就業規則の運用
就業規則の運用
- 就業規則の懲戒の事由に該当する言動があったときは、懲戒処分をした方が良いのでしょうか?
- その都度、会社は諸事情を考慮して、ケースバイケースで、懲戒処分の有無や程度を決定する必要があります。軽い就業規則違反で、本人が十分反省をしているような場合は、懲戒処分をしないことも考えられます。
重大な就業規則違反
横領や社内での暴行や脅迫、重要な機密漏洩、刑法犯に該当するようなセクハラ等の重大な就業規則違反が生じると、社員間の信頼関係が壊れてしまいます。他の社員は、また繰り返されるのではないかと心配で、違反を犯した社員とは一緒に安心して働くことはできないでしょう。
会社としても、そのような社員には仕事を任せられませんので、業務に重大な支障が生じます。そうなると、その社員を会社に置いておくことはできません。つまり、就業規則に基づいて、懲戒解雇をすることもやむを得ないということになります。
ただし、違反行為と懲戒処分の重さはバランスが取れていないといけません。例えば、その会社の社員なら誰でも知っているような重要ではない機密だったり、漏れたところで業務に支障が生じない程度の情報だったり、その程度のものであれば、漏らしたとしても懲戒解雇は認められません。
軽微な就業規則違反
例えば、遅刻を繰り返したり、必要な届出が遅れたり、といった軽い違反行為があったときは、就業規則は一旦置いておいて、まずは口頭で注意をするべきです。
そして、口頭で注意をするときは、なぜ就業規則にこの規定が設けられているのか、つまり、「なぜ遅刻がいけないのか」、「なぜ速やかに届け出る必要があるのか」ということを、具体的に例を示しながら説明することが大事です。
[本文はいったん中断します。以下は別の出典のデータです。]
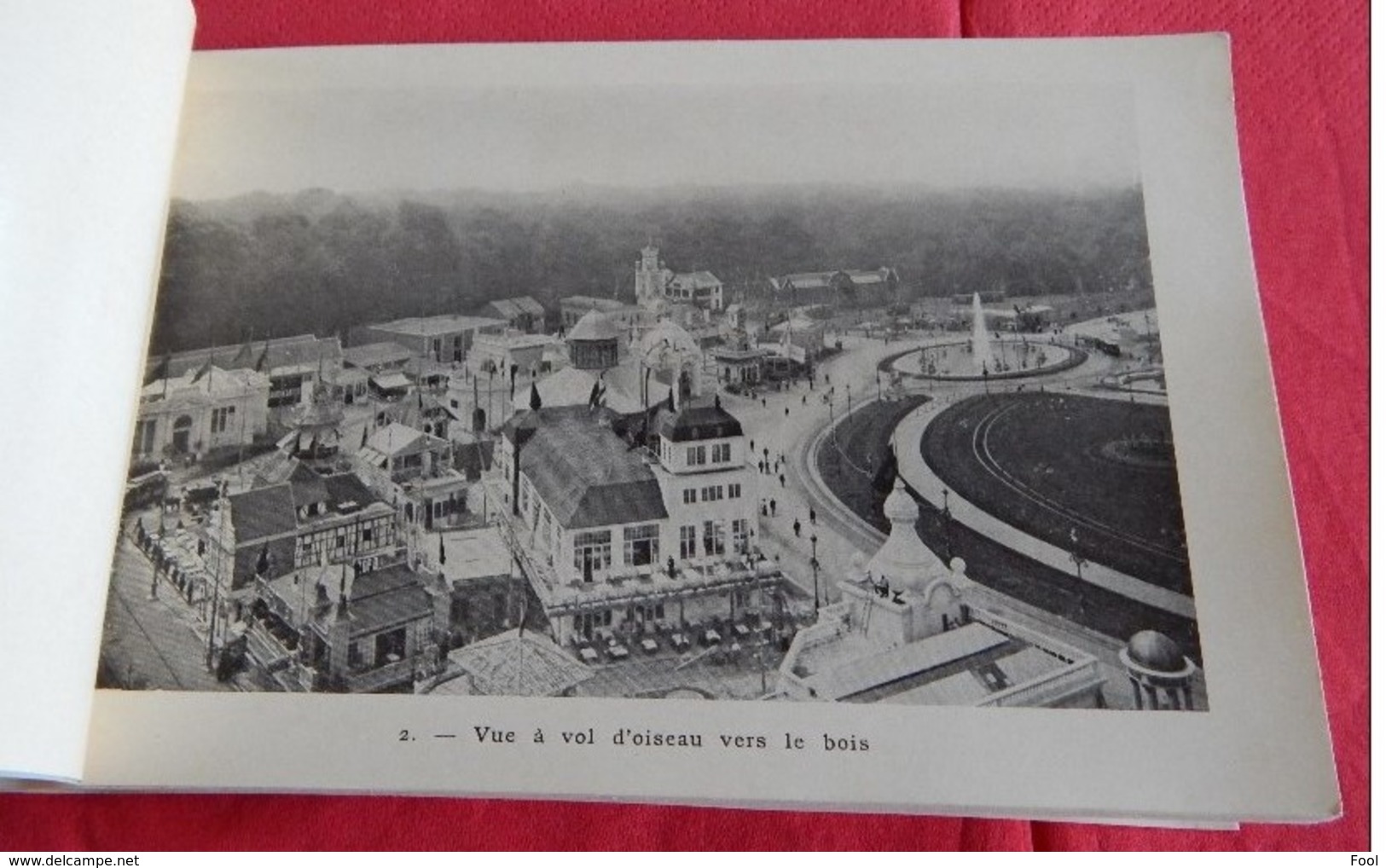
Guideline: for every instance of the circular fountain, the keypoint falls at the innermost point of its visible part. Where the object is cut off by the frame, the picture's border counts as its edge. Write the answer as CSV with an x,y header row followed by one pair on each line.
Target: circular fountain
x,y
984,356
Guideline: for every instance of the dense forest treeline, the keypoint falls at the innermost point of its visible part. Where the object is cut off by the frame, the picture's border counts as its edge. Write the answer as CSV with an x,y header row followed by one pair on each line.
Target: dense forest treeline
x,y
270,265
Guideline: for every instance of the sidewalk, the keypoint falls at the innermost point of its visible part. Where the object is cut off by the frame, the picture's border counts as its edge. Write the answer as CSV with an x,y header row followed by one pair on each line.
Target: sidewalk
x,y
929,487
150,644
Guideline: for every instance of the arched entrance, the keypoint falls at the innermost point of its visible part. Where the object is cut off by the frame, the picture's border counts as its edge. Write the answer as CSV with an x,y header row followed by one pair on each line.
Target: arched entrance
x,y
182,433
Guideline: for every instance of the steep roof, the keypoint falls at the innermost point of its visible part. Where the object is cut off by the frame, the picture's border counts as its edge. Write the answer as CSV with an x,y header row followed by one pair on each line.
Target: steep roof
x,y
609,305
264,512
572,387
818,281
696,281
299,351
386,598
589,477
691,423
513,307
432,326
273,511
399,440
517,664
381,352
例えば、遅刻であれば、
- 「朝礼に不参加だと二度手間になる」
- 「会議を始められない」
- 「お客さんに、他の社員に(このような具体的な)迷惑が掛かる」
- 「他の社員の士気に悪影響が出る」
- 「遅刻するような人間に大事な仕事は任せられないし、管理職にも登用できない」
など、会社によって色々あると思います。「分かり切ったこと」で終わらせないで、定時に出勤することの重要性を説明して、納得させて下さい。特に若い社員に多いのですが、遅刻は悪いことと思っているけれども、上司が思っているほど悪いこととは思っていないケースがよくあります。
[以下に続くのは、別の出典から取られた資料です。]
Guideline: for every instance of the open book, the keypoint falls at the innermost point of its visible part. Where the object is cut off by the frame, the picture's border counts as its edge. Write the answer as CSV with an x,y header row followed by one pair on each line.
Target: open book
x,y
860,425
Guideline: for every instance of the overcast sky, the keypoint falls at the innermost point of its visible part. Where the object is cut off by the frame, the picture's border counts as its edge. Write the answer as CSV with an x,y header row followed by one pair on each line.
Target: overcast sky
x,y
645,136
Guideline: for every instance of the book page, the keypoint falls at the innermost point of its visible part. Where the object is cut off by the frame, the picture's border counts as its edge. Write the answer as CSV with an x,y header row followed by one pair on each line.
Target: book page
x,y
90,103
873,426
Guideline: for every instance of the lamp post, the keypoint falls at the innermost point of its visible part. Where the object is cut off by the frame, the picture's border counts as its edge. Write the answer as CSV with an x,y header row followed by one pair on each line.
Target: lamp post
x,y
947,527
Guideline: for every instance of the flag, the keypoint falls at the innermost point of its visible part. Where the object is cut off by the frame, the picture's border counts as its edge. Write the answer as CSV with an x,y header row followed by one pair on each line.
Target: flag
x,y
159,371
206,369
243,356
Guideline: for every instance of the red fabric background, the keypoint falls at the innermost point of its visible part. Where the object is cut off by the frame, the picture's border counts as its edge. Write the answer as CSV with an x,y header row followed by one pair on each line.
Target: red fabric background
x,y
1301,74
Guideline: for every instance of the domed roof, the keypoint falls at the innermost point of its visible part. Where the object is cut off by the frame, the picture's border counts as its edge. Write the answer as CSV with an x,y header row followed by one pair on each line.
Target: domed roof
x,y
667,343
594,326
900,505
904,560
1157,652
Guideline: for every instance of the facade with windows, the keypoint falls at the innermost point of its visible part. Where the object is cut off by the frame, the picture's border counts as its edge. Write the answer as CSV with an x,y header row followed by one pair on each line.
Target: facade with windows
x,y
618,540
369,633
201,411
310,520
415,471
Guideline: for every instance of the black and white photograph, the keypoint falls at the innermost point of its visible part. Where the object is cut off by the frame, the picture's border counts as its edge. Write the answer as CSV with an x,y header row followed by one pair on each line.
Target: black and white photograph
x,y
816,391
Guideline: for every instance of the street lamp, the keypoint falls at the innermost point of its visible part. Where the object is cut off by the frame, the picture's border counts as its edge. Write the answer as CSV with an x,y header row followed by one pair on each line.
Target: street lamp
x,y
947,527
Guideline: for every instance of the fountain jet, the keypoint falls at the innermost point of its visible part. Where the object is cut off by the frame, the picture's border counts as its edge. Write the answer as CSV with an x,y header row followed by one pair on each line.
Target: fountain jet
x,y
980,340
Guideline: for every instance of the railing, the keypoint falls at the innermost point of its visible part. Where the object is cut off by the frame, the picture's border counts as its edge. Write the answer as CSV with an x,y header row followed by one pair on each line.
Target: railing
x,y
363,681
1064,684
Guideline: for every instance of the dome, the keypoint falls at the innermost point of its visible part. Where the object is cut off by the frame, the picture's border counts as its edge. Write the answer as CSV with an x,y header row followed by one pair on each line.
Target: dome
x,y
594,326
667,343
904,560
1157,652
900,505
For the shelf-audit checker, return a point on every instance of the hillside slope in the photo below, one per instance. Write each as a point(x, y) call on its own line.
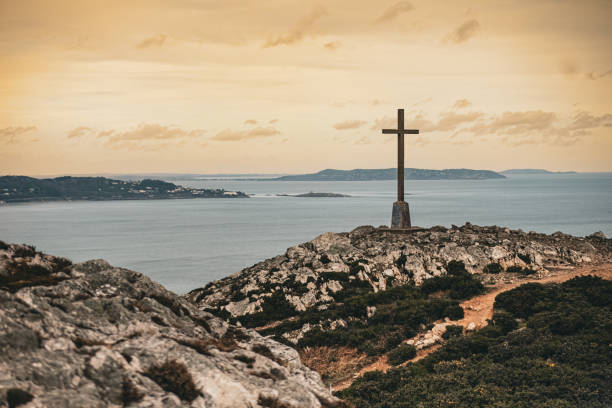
point(545, 345)
point(91, 335)
point(354, 297)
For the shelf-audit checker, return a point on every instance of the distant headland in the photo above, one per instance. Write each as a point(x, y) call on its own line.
point(534, 172)
point(391, 174)
point(15, 189)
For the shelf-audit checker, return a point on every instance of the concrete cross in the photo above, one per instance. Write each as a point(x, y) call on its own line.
point(401, 211)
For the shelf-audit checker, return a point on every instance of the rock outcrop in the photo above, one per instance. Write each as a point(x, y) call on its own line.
point(91, 335)
point(310, 275)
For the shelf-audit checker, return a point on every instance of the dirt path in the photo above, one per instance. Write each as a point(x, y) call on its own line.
point(480, 308)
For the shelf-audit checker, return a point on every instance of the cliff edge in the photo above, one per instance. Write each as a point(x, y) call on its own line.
point(92, 335)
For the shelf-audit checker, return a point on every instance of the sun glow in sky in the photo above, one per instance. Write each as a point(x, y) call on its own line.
point(297, 86)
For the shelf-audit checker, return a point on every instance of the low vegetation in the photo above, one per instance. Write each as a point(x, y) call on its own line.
point(546, 346)
point(173, 376)
point(401, 353)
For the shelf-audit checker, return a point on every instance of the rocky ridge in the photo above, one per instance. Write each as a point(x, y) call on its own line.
point(311, 276)
point(92, 335)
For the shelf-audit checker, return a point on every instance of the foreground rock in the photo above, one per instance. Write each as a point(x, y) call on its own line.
point(91, 335)
point(311, 276)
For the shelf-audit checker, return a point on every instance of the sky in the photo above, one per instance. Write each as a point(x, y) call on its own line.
point(293, 86)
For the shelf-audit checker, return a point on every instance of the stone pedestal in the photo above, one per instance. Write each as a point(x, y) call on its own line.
point(400, 217)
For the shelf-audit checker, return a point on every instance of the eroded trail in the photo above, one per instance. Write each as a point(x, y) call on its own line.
point(480, 308)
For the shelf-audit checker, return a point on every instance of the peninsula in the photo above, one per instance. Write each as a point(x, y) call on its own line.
point(391, 174)
point(15, 189)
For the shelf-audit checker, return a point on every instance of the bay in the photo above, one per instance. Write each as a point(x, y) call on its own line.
point(185, 244)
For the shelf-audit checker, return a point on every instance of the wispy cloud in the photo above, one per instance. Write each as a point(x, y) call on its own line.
point(349, 124)
point(451, 120)
point(363, 140)
point(297, 33)
point(78, 132)
point(595, 76)
point(512, 128)
point(145, 137)
point(228, 135)
point(393, 11)
point(462, 103)
point(332, 45)
point(462, 33)
point(12, 133)
point(156, 41)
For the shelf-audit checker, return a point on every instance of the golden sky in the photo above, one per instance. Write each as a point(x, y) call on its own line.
point(284, 86)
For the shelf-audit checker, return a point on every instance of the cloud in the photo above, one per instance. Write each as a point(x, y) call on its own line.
point(569, 67)
point(148, 136)
point(228, 135)
point(332, 45)
point(538, 127)
point(595, 76)
point(78, 132)
point(393, 11)
point(363, 140)
point(417, 122)
point(349, 124)
point(156, 41)
point(462, 103)
point(583, 120)
point(451, 120)
point(297, 33)
point(462, 33)
point(512, 128)
point(9, 134)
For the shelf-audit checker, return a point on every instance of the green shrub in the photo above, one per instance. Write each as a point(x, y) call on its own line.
point(493, 267)
point(402, 353)
point(393, 341)
point(452, 331)
point(560, 359)
point(174, 377)
point(454, 312)
point(460, 283)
他のケースも同様です。本人に悪意がなくて、単なる思い違い、認識の違いという場合もあります。そのような場合に、杓子定規に就業規則を適用して懲戒処分をすると、反発を招いて、問題が大きくなることがあります。
話合いによって改善できれば、会社にとっても本人にとっても望ましいことです。それでも改善されなかったときに、就業規則に基づいて懲戒処分を検討することになります。
就業規則は最終手段であって、揉め事を全て就業規則で片付けようとしないで、軽い違反行為については、できるだけ話し合って納得させることが大事です。
話合いもしない、懲戒処分もしない、何もしないのが一番問題です。放置していると、そのような行為を会社は黙認していると判断されることになります。